One of the most ironic manipulations of U.S.-determined global policy
against U.S. interests is the case of Antigua's online gambling
industry, which was protected by the World Trade Organization (WTO)
despite the U.S. government's efforts to block access to these Web
sites for U.S. citizens (172).
Goldsmith and Wu contribute to Internet scholarship in a format
that is accessible to a general readership and relevant to anyone who
uses e-mail, surfs the Web, or shops online. They introduce legal
precedents that have shaped the Internet with anecdotes about the people
involved, restoring a physical dimension to a field that has
historically been theorized as purely abstract. Human bodies can be
coerced, physical property can be confiscated, national laws cannot be
ignored entirely. By connecting the theoretical and the tangible,
Goldsmith and Wu underscore tensions between territorialization,
de-territorialization, and re-territorialization of the Internet
according to language, technological developments, national law, and
political geography. They integrate aspects of uneven and unequal access
to the Internet with questions of communication control. If they could
expand this volume, further discussion of the ways that transnational
corporations circumvent national law, as well as a discussion of data
collection about citizens by governments via Internet technologies,
would be welcome. Alas, the Internet has no more obliterated political
geography and facilitated universal free trade (much less fair trade)

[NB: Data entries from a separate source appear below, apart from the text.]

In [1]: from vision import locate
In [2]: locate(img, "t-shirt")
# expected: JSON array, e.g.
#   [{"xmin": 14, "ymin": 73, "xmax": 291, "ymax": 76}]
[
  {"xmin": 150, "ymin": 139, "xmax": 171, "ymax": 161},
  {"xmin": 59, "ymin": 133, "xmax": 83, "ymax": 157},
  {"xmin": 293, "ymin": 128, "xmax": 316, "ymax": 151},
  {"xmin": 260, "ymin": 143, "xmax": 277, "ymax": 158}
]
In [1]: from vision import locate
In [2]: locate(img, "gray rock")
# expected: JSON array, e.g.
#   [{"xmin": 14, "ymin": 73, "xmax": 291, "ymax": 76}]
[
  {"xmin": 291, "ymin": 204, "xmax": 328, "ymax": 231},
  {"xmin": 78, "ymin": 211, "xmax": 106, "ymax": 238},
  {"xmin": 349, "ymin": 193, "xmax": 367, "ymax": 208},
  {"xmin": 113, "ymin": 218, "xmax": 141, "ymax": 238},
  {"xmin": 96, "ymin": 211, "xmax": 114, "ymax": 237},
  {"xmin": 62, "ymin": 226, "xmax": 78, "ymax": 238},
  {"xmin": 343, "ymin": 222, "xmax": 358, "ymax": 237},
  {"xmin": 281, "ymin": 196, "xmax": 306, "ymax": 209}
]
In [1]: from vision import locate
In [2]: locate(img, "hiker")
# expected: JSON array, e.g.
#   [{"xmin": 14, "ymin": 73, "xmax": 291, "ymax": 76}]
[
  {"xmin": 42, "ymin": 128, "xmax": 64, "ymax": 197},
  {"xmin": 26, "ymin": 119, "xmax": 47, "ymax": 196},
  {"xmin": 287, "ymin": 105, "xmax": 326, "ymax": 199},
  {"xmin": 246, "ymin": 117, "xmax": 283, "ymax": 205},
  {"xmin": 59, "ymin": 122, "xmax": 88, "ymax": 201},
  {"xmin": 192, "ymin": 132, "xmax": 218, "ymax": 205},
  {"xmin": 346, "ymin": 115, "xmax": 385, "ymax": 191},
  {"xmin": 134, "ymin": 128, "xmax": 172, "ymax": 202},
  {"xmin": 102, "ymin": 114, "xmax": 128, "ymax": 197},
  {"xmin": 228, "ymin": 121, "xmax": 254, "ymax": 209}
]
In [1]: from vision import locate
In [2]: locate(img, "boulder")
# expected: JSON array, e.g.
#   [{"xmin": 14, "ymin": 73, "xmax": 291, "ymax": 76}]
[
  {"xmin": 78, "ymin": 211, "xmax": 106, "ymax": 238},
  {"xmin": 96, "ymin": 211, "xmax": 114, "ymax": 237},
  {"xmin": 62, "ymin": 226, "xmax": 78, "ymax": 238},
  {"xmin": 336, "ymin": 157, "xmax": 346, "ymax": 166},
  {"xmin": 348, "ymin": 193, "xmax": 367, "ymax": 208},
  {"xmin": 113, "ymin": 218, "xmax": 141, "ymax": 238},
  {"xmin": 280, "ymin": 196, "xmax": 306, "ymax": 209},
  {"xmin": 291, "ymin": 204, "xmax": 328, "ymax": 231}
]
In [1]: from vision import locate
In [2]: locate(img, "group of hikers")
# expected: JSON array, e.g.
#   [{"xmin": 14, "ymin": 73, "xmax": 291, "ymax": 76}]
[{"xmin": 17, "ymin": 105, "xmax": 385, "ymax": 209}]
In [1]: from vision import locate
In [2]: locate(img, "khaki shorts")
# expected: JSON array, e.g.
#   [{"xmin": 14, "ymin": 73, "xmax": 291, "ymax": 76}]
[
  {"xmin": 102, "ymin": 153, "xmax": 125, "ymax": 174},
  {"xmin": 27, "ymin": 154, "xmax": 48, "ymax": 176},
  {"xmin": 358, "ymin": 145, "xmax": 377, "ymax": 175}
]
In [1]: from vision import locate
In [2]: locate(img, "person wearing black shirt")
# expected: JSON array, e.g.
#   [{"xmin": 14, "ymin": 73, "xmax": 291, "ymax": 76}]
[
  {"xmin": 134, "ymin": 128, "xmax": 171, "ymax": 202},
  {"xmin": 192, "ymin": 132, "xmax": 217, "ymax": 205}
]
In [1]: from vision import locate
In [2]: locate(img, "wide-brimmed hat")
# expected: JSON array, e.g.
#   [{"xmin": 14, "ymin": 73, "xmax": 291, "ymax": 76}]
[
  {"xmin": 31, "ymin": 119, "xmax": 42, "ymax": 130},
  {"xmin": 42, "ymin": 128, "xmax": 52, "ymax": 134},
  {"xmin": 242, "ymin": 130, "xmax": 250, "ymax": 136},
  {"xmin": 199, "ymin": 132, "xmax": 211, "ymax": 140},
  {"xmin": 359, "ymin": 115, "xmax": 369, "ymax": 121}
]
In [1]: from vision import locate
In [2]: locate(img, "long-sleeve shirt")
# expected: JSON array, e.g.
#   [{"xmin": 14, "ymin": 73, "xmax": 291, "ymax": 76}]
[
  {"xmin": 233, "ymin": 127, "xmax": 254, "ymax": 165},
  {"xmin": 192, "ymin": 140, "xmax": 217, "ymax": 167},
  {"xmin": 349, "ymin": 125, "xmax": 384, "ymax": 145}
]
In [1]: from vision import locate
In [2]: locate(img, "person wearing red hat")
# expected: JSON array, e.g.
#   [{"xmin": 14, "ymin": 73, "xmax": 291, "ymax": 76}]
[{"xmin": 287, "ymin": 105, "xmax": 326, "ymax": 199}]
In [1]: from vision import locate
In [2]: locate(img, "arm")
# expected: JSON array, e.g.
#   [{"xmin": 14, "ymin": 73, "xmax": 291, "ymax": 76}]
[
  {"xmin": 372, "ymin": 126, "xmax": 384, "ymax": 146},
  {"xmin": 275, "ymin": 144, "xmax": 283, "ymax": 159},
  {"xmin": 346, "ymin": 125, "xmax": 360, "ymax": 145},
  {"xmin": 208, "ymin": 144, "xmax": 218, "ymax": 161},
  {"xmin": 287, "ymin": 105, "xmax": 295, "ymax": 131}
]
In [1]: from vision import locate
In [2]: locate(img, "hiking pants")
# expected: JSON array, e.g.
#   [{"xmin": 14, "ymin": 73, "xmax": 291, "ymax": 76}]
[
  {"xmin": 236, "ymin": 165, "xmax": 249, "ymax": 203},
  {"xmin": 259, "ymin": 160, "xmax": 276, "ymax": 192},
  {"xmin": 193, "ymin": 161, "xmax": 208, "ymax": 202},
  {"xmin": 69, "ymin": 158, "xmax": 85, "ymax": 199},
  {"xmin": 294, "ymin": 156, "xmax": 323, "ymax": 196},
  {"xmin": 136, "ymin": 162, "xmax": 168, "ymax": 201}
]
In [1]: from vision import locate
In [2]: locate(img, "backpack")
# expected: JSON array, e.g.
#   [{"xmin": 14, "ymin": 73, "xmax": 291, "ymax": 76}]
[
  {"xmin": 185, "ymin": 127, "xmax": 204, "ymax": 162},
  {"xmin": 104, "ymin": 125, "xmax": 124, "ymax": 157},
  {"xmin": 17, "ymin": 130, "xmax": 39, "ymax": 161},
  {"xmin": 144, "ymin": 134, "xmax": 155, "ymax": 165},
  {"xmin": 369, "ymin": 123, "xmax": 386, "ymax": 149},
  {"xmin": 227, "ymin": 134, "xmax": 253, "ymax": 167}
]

than the telegraph did a century earlier. Much to the contrary, the
Internet has only reinforced the need for certain national and
international laws to protect democratic, rather than libertarian,
exchanges of communication, commodities, and capital, perpetuating a
little of the previous centuries' sentimentalism.
DALE HUDSON is a visiting assistant professor of cinema studies in
the department of English at Amherst College, Massachusetts.